The easy way to find the manufacturer is to use the word() function. It takes two arguments: the first is the string you want to extract a word from and the second is the number of the word you want. Since the manufacturer is always the first word of make, all you need is:
gen manufacturer=word(make,1)
You do not need to set a variable type, despite the instruction to use the smallest possible variable type: Stata automatically makes new strings as small as possible.
To turn manufacturer into a numeric categorical variable, use the group() function in the egen library. It takes a single argument, which can be a variable or variable list, and assigns group numbers based on that variable.
egen byte manCat=group(manufacturer)
There are just 23 categories, and byte, the smallest variable type of all, can handle integers up to 100. That makes it the ideal choice for manCat. If you didn't know how many categories you had you might have to create the variable, find out what its maximum value is, and then drop it and recreate it using the proper type. But it's rare for categorical variables to need anything bigger than byte.

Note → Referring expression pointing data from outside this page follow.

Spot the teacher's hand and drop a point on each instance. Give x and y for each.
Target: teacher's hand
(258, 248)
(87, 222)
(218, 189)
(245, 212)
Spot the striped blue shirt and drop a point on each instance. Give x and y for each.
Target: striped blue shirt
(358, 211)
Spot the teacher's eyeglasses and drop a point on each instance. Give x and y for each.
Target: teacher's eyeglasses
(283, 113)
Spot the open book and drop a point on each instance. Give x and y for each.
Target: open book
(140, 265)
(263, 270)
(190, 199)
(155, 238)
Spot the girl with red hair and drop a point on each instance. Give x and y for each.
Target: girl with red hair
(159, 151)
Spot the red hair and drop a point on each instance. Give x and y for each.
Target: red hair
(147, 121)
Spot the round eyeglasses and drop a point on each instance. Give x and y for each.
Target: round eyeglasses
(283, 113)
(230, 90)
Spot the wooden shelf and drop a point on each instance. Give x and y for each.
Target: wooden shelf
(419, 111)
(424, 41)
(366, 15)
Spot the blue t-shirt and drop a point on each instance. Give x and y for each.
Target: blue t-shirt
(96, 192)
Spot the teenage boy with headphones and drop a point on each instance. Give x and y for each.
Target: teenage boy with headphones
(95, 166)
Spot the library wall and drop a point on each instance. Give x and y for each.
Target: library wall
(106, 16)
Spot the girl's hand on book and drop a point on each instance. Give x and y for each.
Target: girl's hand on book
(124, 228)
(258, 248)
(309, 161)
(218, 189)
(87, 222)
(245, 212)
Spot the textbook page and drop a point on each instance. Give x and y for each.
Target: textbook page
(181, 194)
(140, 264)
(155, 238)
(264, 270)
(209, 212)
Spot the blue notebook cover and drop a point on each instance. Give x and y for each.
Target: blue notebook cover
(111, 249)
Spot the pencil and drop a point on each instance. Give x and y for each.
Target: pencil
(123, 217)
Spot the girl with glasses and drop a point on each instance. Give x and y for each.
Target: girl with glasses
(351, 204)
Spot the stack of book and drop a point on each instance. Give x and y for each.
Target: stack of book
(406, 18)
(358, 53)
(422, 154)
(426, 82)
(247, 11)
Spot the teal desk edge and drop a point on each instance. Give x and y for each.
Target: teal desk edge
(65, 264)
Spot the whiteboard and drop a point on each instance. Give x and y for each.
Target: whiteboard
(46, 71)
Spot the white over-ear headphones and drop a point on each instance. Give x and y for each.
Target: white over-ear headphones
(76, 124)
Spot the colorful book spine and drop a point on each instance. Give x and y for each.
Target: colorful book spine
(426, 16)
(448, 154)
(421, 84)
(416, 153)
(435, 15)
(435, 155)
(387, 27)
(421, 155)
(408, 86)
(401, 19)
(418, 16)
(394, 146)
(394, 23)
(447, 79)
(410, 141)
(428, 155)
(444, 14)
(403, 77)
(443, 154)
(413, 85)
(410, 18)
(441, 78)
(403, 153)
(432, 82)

To see what you've done so far, do a list:
l make manufacturer manCat
You'll see that manCat jumps from 1 to 4. That's because group numbers are assigned based on the sort order of the group variable, not the current sort order of the data. Thus AMC is manufacturer #1, Audi #2 and BMW #3, but Audi and BWM are down with the foreign cars. To see them in order, type:
sort manufacturer
and then repeat the list.
Once you've got a numeric categorical variable, obtaining a set of dummies is easy with factor notation. It also lets you avoid creating new variables to store them: the most memory efficient variable of all is the variable you don't create.
l manCat i.manCat
There are many ways to extract manufacturer from make, and it's good to know several of them. Another option is the oddly-named egen function ends(), with the head option. This will give you the first word of the string:
egen manufacturer2=ends(make), head
The last option would give you the last word, and the tail option would give you all but the first word. But the advantage of ends() over word() is that ends() has a punct() option which lets you divide strings into "words" based on characters other than spaces. Thus if you had a variable fullname containing Dimond,Russell you could do:
egen firstname=ends(fullname), punc(",") last
egen lastname=ends(fullname), punc(",") head
The most flexible method uses substr(), but, as usual, flexibility implies complexity. substr() takes three arguments: the string you want to extract a substring from, the location where the substring should start, and the number of characters it should contain. Since we want the first part of make, the starting location is just 1. The trick is that the length of each manufacturer is different. However, we know we've hit the end of the manufacturer when we see a space, and we can use the strpos() function to find the space. strpos() takes two strings as arguments and returns the location of the second string within the first--or zero if the second string is not in the first, which can also be useful. Thus to find manufacturer using substr() you would type:
gen manufacturer3=substr(make,1,strpos(make," "))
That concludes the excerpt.